Ni laxisme, ni sécuritarisme : réhabilitation
La Commission des lois lors du Sénat a tenté, la semaine dernière, d’améliorer le texte en l’enrichissant. Il n’est nullement question, dans cette affaire, de verser dans un quelconque laxisme, même si la contrainte pénale a fait ressurgir les vieux démons de notre imaginaire pénal.
La posture des adversaires de la réforme sera évidemment d’invoquer ces démons et de crier au laxisme, quand la philosophie de ce texte est la « réhabilitation ». La tolérance zéro à l’insécurité est un leurre, à peine utile électoralement. Le sécuritarisme est au mieux un populisme, que ses résultats concrets -négatifs- suffisent à disqualifier.
Il ne s’agit pas simplement « d’aider les délinquants », mais bien d’aider la société et de veiller efficacement à sa sécurité. Le récidiviste (réel ou potentiel) n’est pas cet individu a priori inamendable qu’il faut laisser en prison pour mieux le surveiller. C’est un homme, c’est une femme comme nous, pour qui, au-delà de la sanction que nous lui imposons, mérite notre sollicitude.

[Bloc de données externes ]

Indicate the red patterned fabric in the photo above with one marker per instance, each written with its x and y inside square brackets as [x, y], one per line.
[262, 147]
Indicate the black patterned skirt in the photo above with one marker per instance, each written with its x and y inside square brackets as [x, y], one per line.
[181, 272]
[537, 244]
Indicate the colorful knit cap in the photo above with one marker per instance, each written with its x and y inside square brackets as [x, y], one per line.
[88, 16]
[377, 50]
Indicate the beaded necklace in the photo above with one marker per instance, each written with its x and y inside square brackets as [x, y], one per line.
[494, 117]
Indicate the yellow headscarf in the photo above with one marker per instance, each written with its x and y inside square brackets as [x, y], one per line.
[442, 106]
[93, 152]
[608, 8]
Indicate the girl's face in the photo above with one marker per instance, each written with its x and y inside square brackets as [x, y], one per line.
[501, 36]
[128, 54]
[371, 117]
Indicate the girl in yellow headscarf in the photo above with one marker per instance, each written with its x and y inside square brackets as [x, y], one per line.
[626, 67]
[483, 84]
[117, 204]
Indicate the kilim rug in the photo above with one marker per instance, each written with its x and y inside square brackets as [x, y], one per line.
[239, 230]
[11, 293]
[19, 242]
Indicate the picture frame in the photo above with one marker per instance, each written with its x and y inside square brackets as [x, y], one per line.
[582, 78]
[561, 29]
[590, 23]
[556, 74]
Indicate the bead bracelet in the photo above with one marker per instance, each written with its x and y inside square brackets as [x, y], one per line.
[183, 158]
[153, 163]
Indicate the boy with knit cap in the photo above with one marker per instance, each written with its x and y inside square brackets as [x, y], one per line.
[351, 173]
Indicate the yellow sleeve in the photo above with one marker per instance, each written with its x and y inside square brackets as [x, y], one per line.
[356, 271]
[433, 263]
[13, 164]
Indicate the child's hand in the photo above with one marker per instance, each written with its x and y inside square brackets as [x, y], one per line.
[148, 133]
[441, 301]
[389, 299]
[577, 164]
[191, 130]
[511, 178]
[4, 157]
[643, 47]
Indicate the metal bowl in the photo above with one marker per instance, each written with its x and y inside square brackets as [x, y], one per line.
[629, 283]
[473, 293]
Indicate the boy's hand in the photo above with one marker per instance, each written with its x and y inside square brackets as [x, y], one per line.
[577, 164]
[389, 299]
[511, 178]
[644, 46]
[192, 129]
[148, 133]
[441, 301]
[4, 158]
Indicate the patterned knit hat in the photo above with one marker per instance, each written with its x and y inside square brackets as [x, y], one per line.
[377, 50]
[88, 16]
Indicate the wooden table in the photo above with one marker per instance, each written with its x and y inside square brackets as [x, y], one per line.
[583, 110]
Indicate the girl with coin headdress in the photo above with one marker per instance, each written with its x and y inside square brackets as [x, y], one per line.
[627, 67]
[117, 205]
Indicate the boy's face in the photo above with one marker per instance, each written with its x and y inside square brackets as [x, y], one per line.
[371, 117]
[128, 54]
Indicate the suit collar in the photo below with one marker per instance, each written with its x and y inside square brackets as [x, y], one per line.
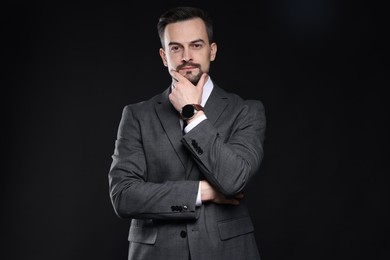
[170, 121]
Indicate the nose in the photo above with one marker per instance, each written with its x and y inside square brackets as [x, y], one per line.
[186, 55]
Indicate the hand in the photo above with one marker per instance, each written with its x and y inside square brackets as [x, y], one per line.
[208, 193]
[184, 92]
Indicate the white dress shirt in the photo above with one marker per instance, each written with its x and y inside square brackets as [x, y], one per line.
[207, 88]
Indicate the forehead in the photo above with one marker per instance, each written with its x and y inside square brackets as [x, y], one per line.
[186, 31]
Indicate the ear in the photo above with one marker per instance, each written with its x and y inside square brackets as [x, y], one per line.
[163, 57]
[213, 51]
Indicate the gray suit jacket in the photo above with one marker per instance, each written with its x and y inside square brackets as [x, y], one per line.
[155, 174]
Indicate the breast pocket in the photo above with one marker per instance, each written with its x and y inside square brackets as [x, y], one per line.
[142, 231]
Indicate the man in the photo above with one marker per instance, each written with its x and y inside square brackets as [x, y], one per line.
[183, 192]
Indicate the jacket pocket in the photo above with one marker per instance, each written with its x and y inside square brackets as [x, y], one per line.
[142, 231]
[235, 227]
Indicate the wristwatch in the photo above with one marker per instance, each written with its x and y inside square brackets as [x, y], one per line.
[189, 110]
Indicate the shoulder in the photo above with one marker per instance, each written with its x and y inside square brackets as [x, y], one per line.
[142, 107]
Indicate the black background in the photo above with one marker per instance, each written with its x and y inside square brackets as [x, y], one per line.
[320, 68]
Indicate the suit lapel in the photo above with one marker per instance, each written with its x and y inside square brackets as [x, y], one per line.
[215, 105]
[169, 119]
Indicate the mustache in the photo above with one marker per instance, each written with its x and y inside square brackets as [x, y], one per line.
[187, 64]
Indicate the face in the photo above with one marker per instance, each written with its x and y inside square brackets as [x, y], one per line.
[187, 49]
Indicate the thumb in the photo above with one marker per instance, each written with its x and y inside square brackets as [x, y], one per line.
[202, 81]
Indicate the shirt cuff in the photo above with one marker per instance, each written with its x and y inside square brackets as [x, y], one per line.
[198, 198]
[194, 123]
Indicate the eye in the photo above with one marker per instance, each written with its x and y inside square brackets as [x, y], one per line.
[196, 46]
[175, 48]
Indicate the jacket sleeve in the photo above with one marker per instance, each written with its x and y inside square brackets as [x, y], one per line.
[132, 196]
[228, 163]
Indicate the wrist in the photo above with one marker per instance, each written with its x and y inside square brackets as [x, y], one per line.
[197, 115]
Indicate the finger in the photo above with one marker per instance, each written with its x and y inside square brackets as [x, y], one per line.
[202, 80]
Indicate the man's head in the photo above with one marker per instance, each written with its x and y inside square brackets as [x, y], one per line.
[186, 35]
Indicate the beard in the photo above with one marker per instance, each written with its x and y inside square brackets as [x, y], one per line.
[193, 78]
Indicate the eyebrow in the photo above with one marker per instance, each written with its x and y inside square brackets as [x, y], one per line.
[192, 42]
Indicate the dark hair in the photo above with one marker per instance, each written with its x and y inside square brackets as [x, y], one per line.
[178, 14]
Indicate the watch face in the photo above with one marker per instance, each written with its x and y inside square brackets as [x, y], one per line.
[188, 111]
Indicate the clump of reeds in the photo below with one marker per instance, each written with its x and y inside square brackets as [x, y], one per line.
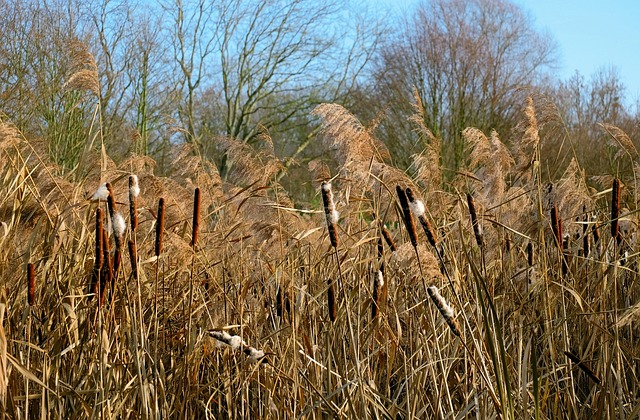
[330, 212]
[445, 310]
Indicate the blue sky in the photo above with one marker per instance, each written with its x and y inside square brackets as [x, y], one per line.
[591, 35]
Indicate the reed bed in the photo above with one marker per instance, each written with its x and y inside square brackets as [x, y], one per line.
[236, 302]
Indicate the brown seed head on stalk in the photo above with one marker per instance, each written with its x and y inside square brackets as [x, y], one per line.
[133, 257]
[477, 227]
[445, 310]
[159, 227]
[331, 300]
[134, 191]
[31, 284]
[556, 226]
[615, 210]
[196, 217]
[330, 212]
[406, 216]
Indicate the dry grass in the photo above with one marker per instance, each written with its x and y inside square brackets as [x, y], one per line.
[245, 307]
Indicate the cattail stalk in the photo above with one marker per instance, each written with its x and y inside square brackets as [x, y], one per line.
[615, 211]
[445, 310]
[31, 284]
[477, 227]
[134, 191]
[159, 228]
[330, 212]
[196, 217]
[331, 300]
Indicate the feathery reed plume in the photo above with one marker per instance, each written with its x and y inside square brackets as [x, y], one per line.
[445, 310]
[97, 265]
[586, 244]
[407, 217]
[31, 284]
[417, 208]
[615, 211]
[331, 300]
[387, 237]
[133, 257]
[330, 212]
[556, 226]
[159, 227]
[378, 285]
[134, 191]
[196, 217]
[477, 227]
[583, 366]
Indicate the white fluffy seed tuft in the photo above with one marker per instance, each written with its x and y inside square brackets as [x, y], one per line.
[101, 193]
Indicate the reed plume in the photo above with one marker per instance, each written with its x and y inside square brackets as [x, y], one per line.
[31, 284]
[159, 228]
[330, 212]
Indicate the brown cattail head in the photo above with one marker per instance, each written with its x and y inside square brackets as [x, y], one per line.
[378, 286]
[445, 310]
[331, 300]
[406, 216]
[134, 191]
[387, 238]
[615, 210]
[31, 284]
[196, 217]
[477, 227]
[556, 226]
[133, 257]
[159, 228]
[330, 212]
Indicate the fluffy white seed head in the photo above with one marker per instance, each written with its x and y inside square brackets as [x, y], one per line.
[119, 225]
[417, 208]
[254, 354]
[443, 306]
[135, 187]
[101, 193]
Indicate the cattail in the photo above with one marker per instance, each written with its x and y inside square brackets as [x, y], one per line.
[615, 211]
[31, 284]
[255, 355]
[387, 237]
[134, 191]
[133, 257]
[331, 299]
[418, 209]
[407, 217]
[477, 227]
[330, 212]
[445, 310]
[530, 254]
[159, 228]
[233, 341]
[99, 253]
[378, 285]
[196, 217]
[101, 193]
[556, 226]
[583, 366]
[586, 245]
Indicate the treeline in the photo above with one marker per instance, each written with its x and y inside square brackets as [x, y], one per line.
[142, 77]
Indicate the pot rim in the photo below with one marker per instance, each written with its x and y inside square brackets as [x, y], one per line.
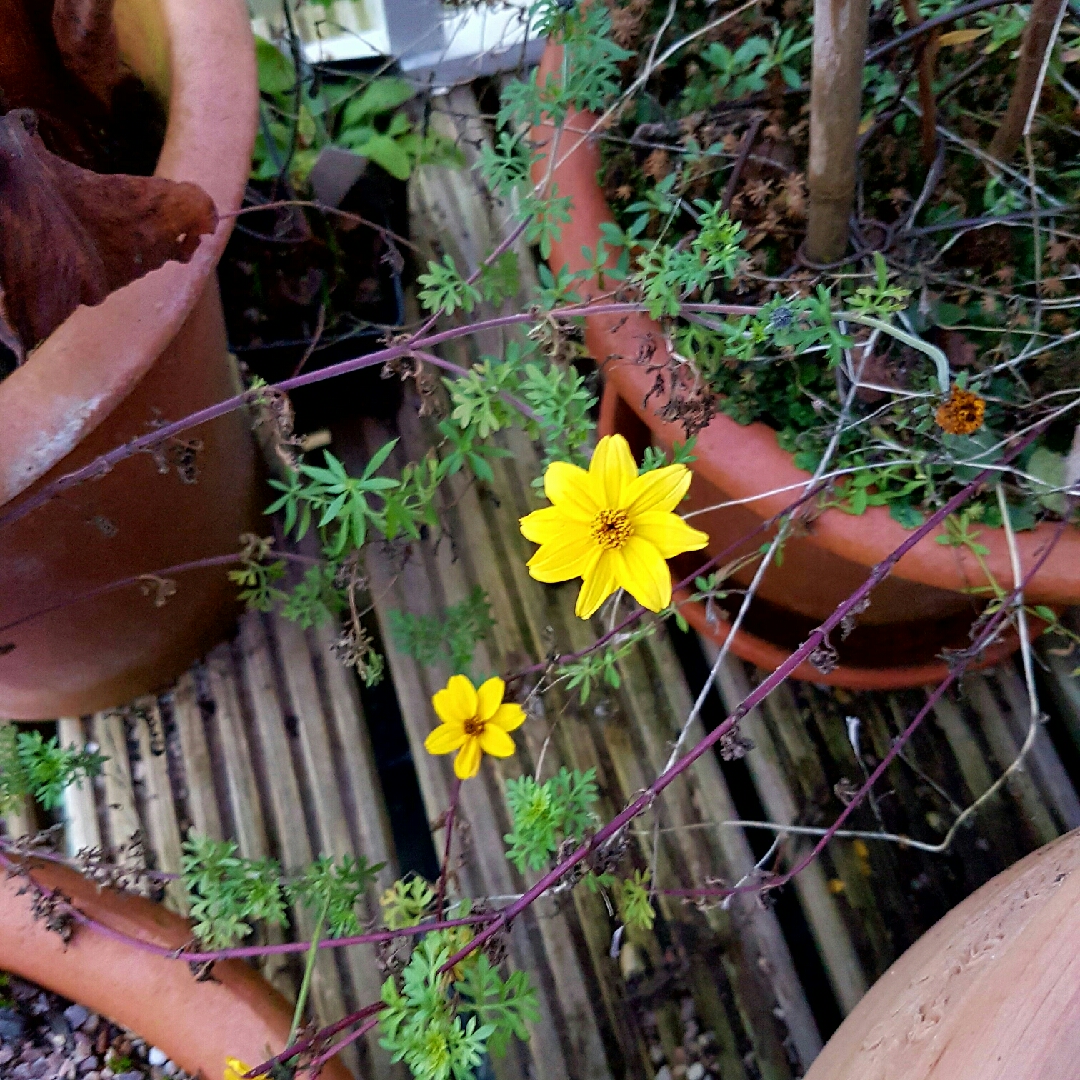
[746, 461]
[199, 54]
[197, 1024]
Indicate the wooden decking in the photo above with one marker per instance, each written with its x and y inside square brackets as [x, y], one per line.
[271, 742]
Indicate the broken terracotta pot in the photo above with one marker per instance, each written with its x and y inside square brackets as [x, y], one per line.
[921, 609]
[149, 353]
[990, 993]
[198, 1024]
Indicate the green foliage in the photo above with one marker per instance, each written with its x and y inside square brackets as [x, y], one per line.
[315, 598]
[227, 892]
[32, 767]
[556, 402]
[445, 291]
[547, 814]
[256, 580]
[507, 1006]
[590, 72]
[419, 1025]
[729, 75]
[669, 275]
[406, 902]
[586, 672]
[499, 279]
[451, 635]
[341, 505]
[441, 1025]
[632, 895]
[305, 113]
[333, 889]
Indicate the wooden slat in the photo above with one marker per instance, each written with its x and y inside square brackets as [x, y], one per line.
[1006, 747]
[362, 787]
[822, 913]
[199, 793]
[21, 820]
[487, 872]
[645, 705]
[241, 794]
[333, 835]
[285, 806]
[162, 829]
[81, 828]
[1044, 765]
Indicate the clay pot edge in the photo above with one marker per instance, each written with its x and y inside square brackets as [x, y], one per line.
[743, 461]
[72, 381]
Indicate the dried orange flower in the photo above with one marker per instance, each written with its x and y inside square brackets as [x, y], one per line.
[962, 413]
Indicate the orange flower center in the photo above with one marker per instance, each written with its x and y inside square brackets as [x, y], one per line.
[611, 528]
[961, 414]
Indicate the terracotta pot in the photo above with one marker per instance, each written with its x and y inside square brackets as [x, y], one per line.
[915, 613]
[990, 993]
[153, 351]
[197, 1024]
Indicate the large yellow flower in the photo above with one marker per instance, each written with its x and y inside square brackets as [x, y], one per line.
[474, 723]
[611, 528]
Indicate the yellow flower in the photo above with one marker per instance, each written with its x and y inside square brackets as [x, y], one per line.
[962, 413]
[234, 1068]
[611, 528]
[474, 721]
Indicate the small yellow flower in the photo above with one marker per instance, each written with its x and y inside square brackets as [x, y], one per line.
[474, 721]
[961, 414]
[234, 1068]
[611, 528]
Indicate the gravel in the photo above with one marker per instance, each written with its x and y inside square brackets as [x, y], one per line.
[42, 1037]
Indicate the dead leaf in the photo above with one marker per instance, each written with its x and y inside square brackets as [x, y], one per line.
[71, 237]
[86, 38]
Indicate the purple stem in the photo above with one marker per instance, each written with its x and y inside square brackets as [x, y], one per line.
[199, 564]
[105, 462]
[638, 611]
[801, 655]
[985, 636]
[450, 814]
[325, 1033]
[338, 1047]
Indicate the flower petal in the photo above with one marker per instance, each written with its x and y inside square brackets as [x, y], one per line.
[639, 569]
[489, 698]
[611, 471]
[467, 764]
[567, 486]
[598, 583]
[567, 557]
[544, 525]
[445, 738]
[658, 489]
[496, 742]
[508, 717]
[669, 534]
[457, 701]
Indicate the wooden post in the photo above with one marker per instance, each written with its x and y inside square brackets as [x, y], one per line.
[836, 95]
[1037, 38]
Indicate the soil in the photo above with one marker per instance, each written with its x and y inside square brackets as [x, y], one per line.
[44, 1037]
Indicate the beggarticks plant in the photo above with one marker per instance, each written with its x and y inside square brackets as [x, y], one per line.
[898, 375]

A nous de l’aider à réintégrer une société active, à nous de le ramener ainsi dans le monde de ceux qui tracent leur voie sans avoir à nuire aux autres. Si cet homme ou cette femme est bien notre semblable, vulnérable, qui a failli, il ou elle peut aussi reprendre le même chemin que nous. L’insertion, l’aide à l’insertion, les moyens alloués pour ce faire sont de meilleurs remèdes que la prison (on ne parle pas ici, bien sûr, des grands criminels, des violeurs, et autres pédophiles actifs).
Une société qui opte pour la répression radicale est inéluctablement condamnée à produire des récidivistes, en les marginalisant à jamais, en les mettant hors des « murs ». Elle est condamnée à construire toujours plus de prisons, et à subir indéfiniment les retombées de la promiscuité criminogène de lieux de détention qui ne font certes pas honneur au pays héritier des Lumières que nous prétendons être.
Pourquoi ne pas choisir plutôt le vivre mieux ensemble, grâce au « care », cette philosophie politico-sociale qui prend aujourd’hui racine dans nombre de pays anglo-américains, soucieuse des besoins des plus démunis et ambitieuse dans la défense de leurs droits pour retisser les liens sociaux?
Ne pas céder !
Il est à espérer que le gouvernement ne succombera aux cris d’orfraie des vitupérateurs du prétendu laxisme et qu’il veillera à ce que ce projet de loi (vraiment) de gauche ne devienne pas un texte tiède, amputé de toute avancée notable. Le débat sera houleux, en séance, cette semaine? Fort bien! On mesurera là, concrètement, la détermination du gouvernement à réellement dépoussiérer notre justice, à regarder vers l’avenir, à ne pas céder au populisme sécuritaire ambiant.
Nous, les écologistes, nous croyons au tournant que ce projet de loi peut amorcer. Et si nous l’avons déjà amendé en commission, avec nos collègues socialistes, c’est pour qu’il atteigne ses objectifs et permette de construire une justice plus humaine et plus sociale.